Why does it feel as if I'm the only one moving slow as the world passes me by?
And as they rush, the people say hi
In a way that seems so airbrushed and not sincere
Nothing on my mind is coming clear
It's like my thoughts are a racing car and I can't get a grip of the wheel
Like my heart was cut open and has no way to heal
Can't find no one to understand how I feel
My secrets are now like jewels and thieves have no way to steal
Everything's moving at such a fast pace
& shit's happening, I have no sense of trace
Seems like the only answer is to keep everything to myself
Since I can't even find one person to help
I'm more then confused, alone and unknown
but I'm trying not to let my feeling show
But I guess this is how a teenager goes right?
Learning from there mistakes, making smart choices
what if that's all people are looking for?
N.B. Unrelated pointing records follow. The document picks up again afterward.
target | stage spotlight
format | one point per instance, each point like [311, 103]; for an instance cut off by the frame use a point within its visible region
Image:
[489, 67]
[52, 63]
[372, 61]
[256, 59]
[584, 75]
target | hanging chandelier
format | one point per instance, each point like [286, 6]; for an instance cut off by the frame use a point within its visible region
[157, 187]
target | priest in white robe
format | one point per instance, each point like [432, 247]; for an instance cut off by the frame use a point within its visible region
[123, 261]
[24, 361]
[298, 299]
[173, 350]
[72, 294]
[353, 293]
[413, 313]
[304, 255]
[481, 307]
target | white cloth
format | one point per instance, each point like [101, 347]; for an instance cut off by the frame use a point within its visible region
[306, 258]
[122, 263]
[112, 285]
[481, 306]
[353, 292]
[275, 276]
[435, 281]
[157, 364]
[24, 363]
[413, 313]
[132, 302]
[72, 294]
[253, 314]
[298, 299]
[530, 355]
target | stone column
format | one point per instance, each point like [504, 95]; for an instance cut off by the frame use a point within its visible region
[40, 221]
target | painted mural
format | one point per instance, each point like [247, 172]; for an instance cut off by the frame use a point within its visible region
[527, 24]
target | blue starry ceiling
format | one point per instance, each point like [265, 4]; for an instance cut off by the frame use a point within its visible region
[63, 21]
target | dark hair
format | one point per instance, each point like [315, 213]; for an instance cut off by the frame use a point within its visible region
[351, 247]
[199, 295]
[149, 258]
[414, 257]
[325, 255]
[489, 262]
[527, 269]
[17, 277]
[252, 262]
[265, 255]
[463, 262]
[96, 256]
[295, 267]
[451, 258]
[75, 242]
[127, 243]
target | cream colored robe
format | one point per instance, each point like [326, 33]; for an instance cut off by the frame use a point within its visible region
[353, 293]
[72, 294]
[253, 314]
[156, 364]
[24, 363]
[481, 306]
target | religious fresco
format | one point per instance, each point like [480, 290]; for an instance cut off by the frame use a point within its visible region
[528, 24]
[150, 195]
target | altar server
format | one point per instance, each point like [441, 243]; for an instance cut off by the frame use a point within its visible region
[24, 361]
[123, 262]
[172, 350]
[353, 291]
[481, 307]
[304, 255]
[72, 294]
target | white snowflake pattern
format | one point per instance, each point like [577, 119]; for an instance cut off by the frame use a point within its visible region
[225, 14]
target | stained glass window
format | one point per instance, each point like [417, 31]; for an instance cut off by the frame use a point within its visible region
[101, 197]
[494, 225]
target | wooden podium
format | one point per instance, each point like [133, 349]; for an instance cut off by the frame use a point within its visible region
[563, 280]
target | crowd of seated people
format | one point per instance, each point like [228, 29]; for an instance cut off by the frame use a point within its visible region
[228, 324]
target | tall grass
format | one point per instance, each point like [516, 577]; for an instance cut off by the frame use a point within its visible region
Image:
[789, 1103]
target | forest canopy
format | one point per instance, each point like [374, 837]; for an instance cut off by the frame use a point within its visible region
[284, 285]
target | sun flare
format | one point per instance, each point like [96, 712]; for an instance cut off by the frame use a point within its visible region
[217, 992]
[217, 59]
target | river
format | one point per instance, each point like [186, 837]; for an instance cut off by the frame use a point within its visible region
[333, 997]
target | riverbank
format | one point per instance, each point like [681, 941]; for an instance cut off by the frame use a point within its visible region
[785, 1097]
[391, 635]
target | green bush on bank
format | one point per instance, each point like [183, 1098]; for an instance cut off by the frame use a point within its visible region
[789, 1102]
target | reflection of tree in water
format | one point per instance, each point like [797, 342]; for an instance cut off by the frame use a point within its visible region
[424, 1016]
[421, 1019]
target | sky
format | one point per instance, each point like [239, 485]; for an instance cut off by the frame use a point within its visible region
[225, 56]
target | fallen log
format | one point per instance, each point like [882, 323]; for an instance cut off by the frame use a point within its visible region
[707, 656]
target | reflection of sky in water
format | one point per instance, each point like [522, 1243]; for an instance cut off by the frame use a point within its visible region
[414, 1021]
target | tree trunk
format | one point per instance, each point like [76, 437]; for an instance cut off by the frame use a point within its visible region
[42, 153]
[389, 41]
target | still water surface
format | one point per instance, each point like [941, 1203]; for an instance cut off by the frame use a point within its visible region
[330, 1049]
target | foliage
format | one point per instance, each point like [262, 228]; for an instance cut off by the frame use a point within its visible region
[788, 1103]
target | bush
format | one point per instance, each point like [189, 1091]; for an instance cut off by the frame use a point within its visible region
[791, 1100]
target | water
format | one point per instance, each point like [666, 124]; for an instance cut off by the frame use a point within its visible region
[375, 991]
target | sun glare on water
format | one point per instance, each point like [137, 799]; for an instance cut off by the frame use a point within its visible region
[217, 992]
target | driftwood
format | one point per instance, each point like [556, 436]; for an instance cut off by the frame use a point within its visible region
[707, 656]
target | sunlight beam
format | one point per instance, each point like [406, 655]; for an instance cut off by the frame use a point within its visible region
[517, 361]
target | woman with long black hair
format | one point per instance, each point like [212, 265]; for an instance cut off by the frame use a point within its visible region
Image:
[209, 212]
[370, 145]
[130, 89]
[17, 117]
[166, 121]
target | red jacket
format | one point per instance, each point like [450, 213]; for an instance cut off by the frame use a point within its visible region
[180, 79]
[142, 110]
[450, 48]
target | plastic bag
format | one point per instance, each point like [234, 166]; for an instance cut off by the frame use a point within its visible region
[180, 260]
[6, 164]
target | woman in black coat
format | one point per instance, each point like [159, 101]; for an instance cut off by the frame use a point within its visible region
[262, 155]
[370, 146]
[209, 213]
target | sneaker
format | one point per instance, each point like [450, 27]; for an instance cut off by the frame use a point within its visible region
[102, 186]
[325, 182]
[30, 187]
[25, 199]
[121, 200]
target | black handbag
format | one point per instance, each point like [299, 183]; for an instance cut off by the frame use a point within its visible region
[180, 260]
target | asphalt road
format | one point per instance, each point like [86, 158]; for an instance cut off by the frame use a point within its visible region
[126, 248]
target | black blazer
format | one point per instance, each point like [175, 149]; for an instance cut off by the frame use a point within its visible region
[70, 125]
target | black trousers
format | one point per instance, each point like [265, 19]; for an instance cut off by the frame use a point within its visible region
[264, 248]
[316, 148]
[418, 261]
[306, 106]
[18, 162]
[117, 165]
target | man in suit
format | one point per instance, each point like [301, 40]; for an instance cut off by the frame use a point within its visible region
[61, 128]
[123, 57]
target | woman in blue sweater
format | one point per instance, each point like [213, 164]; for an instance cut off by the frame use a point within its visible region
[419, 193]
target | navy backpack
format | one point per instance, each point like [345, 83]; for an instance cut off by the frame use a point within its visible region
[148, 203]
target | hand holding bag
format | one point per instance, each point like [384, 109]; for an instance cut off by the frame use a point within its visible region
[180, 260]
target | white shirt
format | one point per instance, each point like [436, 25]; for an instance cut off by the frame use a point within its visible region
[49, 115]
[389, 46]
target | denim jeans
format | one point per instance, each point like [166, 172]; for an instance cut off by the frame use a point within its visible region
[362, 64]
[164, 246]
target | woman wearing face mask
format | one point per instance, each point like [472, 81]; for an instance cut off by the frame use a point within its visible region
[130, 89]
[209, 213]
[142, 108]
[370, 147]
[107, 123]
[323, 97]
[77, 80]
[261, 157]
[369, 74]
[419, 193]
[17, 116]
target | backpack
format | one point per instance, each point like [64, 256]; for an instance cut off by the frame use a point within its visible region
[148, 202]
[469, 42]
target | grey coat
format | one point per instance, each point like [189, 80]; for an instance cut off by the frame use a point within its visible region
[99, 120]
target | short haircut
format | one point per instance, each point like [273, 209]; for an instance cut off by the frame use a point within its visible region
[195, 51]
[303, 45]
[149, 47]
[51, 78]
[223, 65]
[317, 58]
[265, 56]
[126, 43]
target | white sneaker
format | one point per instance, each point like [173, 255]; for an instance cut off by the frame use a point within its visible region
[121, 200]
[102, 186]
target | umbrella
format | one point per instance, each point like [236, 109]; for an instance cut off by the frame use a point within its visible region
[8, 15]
These things called mistakes?
Watching my every move, waiting to call out all the mistakes I make
Even your friends are quick to judge
Telling you do things, and you know you don't want to budge
It's hard living in a world that always quick to get over-whelming
& having people you love the most to just start pretending
I'm tired to wishing, I'm sick of hoping
Cause all it does is leave me moping
It feels like I have so much to do, so many people to please
When I can't even put my mind at ease
I Guess this sums up how I’m feeling for right now
But there's more shit bound to come...I just don't know how....?
Written Last Year...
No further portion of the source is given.